In: Physics
1) Rotational Dynamics: Four objects of equal mass start at the top of an inclined plane. A solid cylinder, a thin walled cylinder, a solid sphere, and a thin walled sphere. All objects start at rest. Starting at rest,
a. Write down the work energy theorem including both kinetic energy terms and all potential energy terms.
b. If all four objects are released at the same moment, how long does each take to reach the bottom of the incline plane?
c. Find the ratio of translational (linear) kinetic energy to rotational kinetic energy for each object.
d. Compare the results of the race obtained in part a to the results obtained in part b.
e. If the ramp is 20 m long and inclined at an angle od 20 degrees, what is the angular speed of the solid cylinder at the bottom of the ramp.
f. What torque is required to achieve this final angular speed?

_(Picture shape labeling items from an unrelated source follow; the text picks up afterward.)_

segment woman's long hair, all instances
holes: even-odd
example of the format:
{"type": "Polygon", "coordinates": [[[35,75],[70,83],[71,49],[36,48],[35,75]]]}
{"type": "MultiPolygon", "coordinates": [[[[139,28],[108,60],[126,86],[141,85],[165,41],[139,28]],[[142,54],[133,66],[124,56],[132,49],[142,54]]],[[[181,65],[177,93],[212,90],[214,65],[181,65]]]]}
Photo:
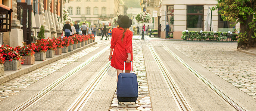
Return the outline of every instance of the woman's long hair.
{"type": "Polygon", "coordinates": [[[120,27],[121,27],[121,28],[122,28],[122,27],[119,26],[119,25],[117,26],[117,27],[118,28],[118,29],[120,29],[120,30],[122,30],[124,29],[124,32],[123,33],[123,37],[122,37],[122,39],[121,39],[121,40],[122,40],[122,42],[123,42],[123,39],[124,38],[124,33],[125,33],[125,32],[127,30],[129,30],[129,28],[122,28],[122,29],[120,29],[120,27]]]}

given four objects of equal mass m
let radius of each object be r
moment of inertia
solid cylinder = mr^2/2
thin walled cylinder = mr^2
solid sphere = 2mr^2/5
hollow sphere = 2mr^2/3
a. let height of inline be h
then from work energy theorem
mgh = KE + RKE ( Where KE is the translational KE of the object and RKE is rotational KE of the object at the bottom of the incline)

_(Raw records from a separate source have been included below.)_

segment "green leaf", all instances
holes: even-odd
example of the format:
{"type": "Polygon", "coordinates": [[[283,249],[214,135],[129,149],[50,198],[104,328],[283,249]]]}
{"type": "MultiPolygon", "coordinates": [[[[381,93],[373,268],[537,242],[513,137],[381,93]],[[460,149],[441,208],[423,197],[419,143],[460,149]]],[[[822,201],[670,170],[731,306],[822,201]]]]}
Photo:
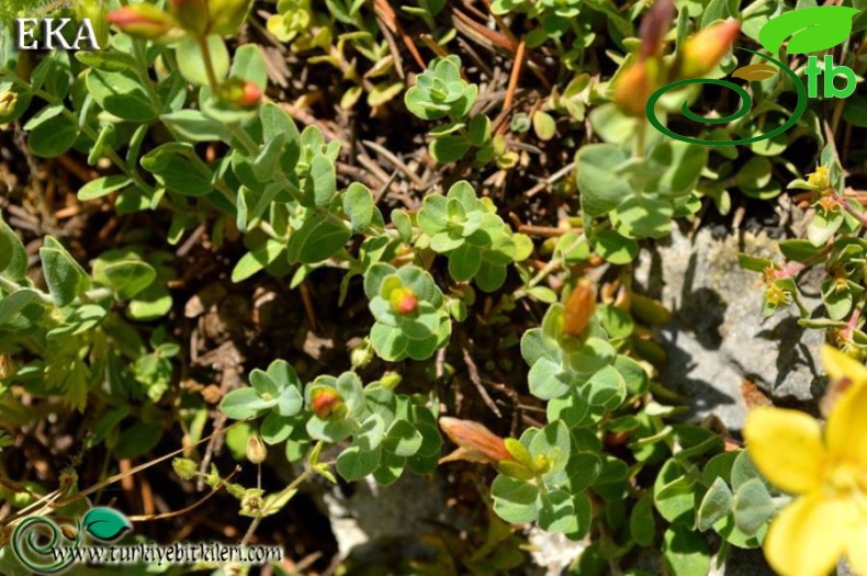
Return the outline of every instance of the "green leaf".
{"type": "Polygon", "coordinates": [[[46,236],[40,249],[45,283],[55,304],[63,307],[90,289],[87,272],[54,237],[46,236]]]}
{"type": "Polygon", "coordinates": [[[622,228],[621,231],[639,238],[660,238],[669,234],[673,216],[674,208],[671,203],[650,194],[633,194],[617,207],[617,222],[622,228]]]}
{"type": "Polygon", "coordinates": [[[660,516],[672,523],[691,527],[695,522],[695,482],[684,467],[669,460],[654,482],[653,500],[660,516]]]}
{"type": "Polygon", "coordinates": [[[18,235],[2,218],[0,218],[0,274],[15,282],[24,280],[27,274],[27,251],[18,235]]]}
{"type": "Polygon", "coordinates": [[[262,139],[264,142],[275,138],[278,134],[285,136],[280,166],[283,169],[283,173],[294,173],[295,166],[301,157],[301,136],[297,126],[292,122],[292,117],[273,102],[266,102],[259,109],[259,118],[262,122],[262,139]]]}
{"type": "Polygon", "coordinates": [[[214,190],[214,174],[189,144],[164,144],[143,156],[140,165],[169,192],[203,196],[214,190]]]}
{"type": "Polygon", "coordinates": [[[627,395],[623,376],[610,365],[596,372],[582,389],[590,404],[608,409],[620,406],[627,395]]]}
{"type": "Polygon", "coordinates": [[[27,136],[31,151],[42,158],[55,158],[69,150],[78,138],[78,122],[59,114],[38,124],[27,136]]]}
{"type": "Polygon", "coordinates": [[[572,382],[561,365],[547,358],[540,358],[527,375],[530,394],[542,400],[560,398],[568,393],[572,382]]]}
{"type": "Polygon", "coordinates": [[[304,181],[303,204],[308,207],[327,206],[337,191],[337,174],[330,158],[316,153],[311,161],[309,176],[304,181]]]}
{"type": "Polygon", "coordinates": [[[653,497],[643,496],[629,515],[629,533],[641,546],[650,546],[656,537],[656,519],[653,516],[653,497]]]}
{"type": "Polygon", "coordinates": [[[212,120],[199,110],[179,110],[159,117],[172,132],[190,142],[228,142],[230,133],[226,126],[212,120]]]}
{"type": "Polygon", "coordinates": [[[599,230],[594,235],[593,249],[612,264],[628,264],[639,253],[639,244],[613,230],[599,230]]]}
{"type": "Polygon", "coordinates": [[[796,262],[806,262],[811,258],[815,258],[823,248],[824,247],[821,246],[813,246],[809,240],[801,240],[798,238],[779,242],[779,251],[782,252],[782,256],[796,262]]]}
{"type": "Polygon", "coordinates": [[[539,510],[539,528],[567,534],[578,531],[575,505],[566,490],[544,492],[540,496],[542,506],[539,510]]]}
{"type": "Polygon", "coordinates": [[[264,244],[254,248],[238,260],[232,270],[232,281],[243,282],[264,269],[268,264],[277,260],[286,249],[285,245],[278,240],[267,239],[264,244]]]}
{"type": "Polygon", "coordinates": [[[497,475],[491,485],[494,511],[507,522],[532,522],[539,516],[539,488],[529,482],[497,475]]]}
{"type": "Polygon", "coordinates": [[[619,500],[626,497],[629,488],[629,467],[626,462],[613,456],[605,456],[603,468],[593,483],[593,492],[606,500],[619,500]]]}
{"type": "Polygon", "coordinates": [[[373,474],[380,465],[382,450],[367,452],[358,444],[352,444],[337,456],[337,473],[347,482],[360,481],[373,474]]]}
{"type": "Polygon", "coordinates": [[[448,134],[430,143],[429,151],[440,163],[455,162],[463,158],[470,149],[470,143],[463,136],[448,134]]]}
{"type": "Polygon", "coordinates": [[[707,576],[710,572],[710,550],[698,532],[672,526],[663,534],[663,558],[671,576],[707,576]]]}
{"type": "Polygon", "coordinates": [[[732,490],[720,477],[713,481],[696,515],[696,527],[706,531],[732,511],[732,490]]]}
{"type": "Polygon", "coordinates": [[[616,171],[627,160],[626,150],[613,144],[581,147],[575,156],[575,170],[585,214],[604,216],[633,194],[629,182],[616,171]]]}
{"type": "Polygon", "coordinates": [[[556,122],[548,112],[537,110],[533,114],[533,131],[540,140],[550,140],[556,135],[556,122]]]}
{"type": "Polygon", "coordinates": [[[93,262],[93,280],[111,287],[122,300],[131,300],[157,279],[157,271],[136,258],[112,251],[93,262]]]}
{"type": "Polygon", "coordinates": [[[106,72],[91,69],[87,77],[88,93],[110,114],[131,122],[150,122],[159,111],[147,89],[132,69],[106,72]]]}
{"type": "MultiPolygon", "coordinates": [[[[264,92],[268,87],[268,65],[264,61],[262,49],[255,43],[238,46],[232,59],[229,76],[249,80],[264,92]]],[[[264,139],[266,143],[268,140],[268,138],[264,139]]]]}
{"type": "Polygon", "coordinates": [[[802,8],[773,18],[762,27],[758,42],[770,54],[778,54],[782,43],[788,54],[808,54],[833,48],[852,33],[852,18],[858,10],[843,5],[802,8]]]}
{"type": "Polygon", "coordinates": [[[81,187],[78,190],[78,200],[81,202],[95,200],[121,190],[122,188],[126,188],[131,183],[133,183],[133,181],[125,174],[103,176],[81,187]]]}
{"type": "Polygon", "coordinates": [[[352,234],[362,234],[373,221],[373,194],[368,187],[352,182],[344,192],[344,212],[349,216],[352,234]]]}
{"type": "Polygon", "coordinates": [[[104,542],[117,540],[133,524],[113,508],[91,508],[81,519],[81,528],[90,535],[104,542]]]}
{"type": "Polygon", "coordinates": [[[421,448],[421,432],[406,420],[395,420],[385,433],[383,445],[398,456],[412,456],[421,448]]]}
{"type": "Polygon", "coordinates": [[[482,250],[469,244],[449,255],[449,274],[455,282],[471,280],[482,268],[482,250]]]}
{"type": "Polygon", "coordinates": [[[734,493],[734,523],[745,534],[758,532],[776,511],[762,478],[746,481],[734,493]]]}
{"type": "Polygon", "coordinates": [[[237,388],[219,402],[219,410],[233,420],[262,416],[277,405],[277,399],[264,400],[255,388],[237,388]]]}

b. time taken to reach the bottom = t
then
2*a*h/sin(theta) = v^2
v is speed at bottom of the incline
theta is angle of the incline
length of inclien = l
then
2a*l = v^2
and
v = at
t = v/a = sqrt(2l/a)
and 2*a*l = v^2
a = v^2/2l
t = v*2l/v^2 = 2l/v
for solid cylinder
mgh = 0.5mv^2 + 0.5*mv^2/2 = 0.75mv^2
v = sqrt(gh/0.75)
t = 2l*sqrt(0.75/gh)
for walled cylinder
mgh = 0.5mv^2 + 0.5mv^2 = mv^2
hence
t = 2l*sqrt(1/gh)
for solid spherer, mgh = 0.5mv^2 + 0.2mv^2
t = 2l*sqrt(0.7/gh)
for hollow sphere
mgh = 0.5mv^2 + 0.133mv^2
t = 2*l*sqrt(0.6333/gh)
c. TKE/RKE
for solid cylinder
m/0.5m = 2
for hollwo cylinder
m/m = 1
for solid sphere
m/(2m/5) = 2.5
for hollow sphere
m/(2m/3) = 1.5
d. the results from work energy theorem and the time taken to reach the bottom are in agreement with each other
e. l = 20 m
theta = 20 deg
h = l*sin(theta) = 20*sin(20) = 6.8404028 m
angular speed of solid cylinder at bopttom of ramp = w
t = 2l*sqrt(0.75/gh) = 4.22890635 s
0.5*mr^2*alpha = f*r ( f is forc e of friction)
alpha = 2f/mr
and
a = (mg*sin(theta) - f)/m = g*sin(theta) - r*alpha/2
also
a = alpha*r
hence
alpha*r*1.5 = g*sin(theta)
alpha = w/t
w*r*1.5/4.22890 = g*sin(20)
w = 9.459/r rad/s/s where r is radius of the cylinder
f. torque = f = alpha*mr/2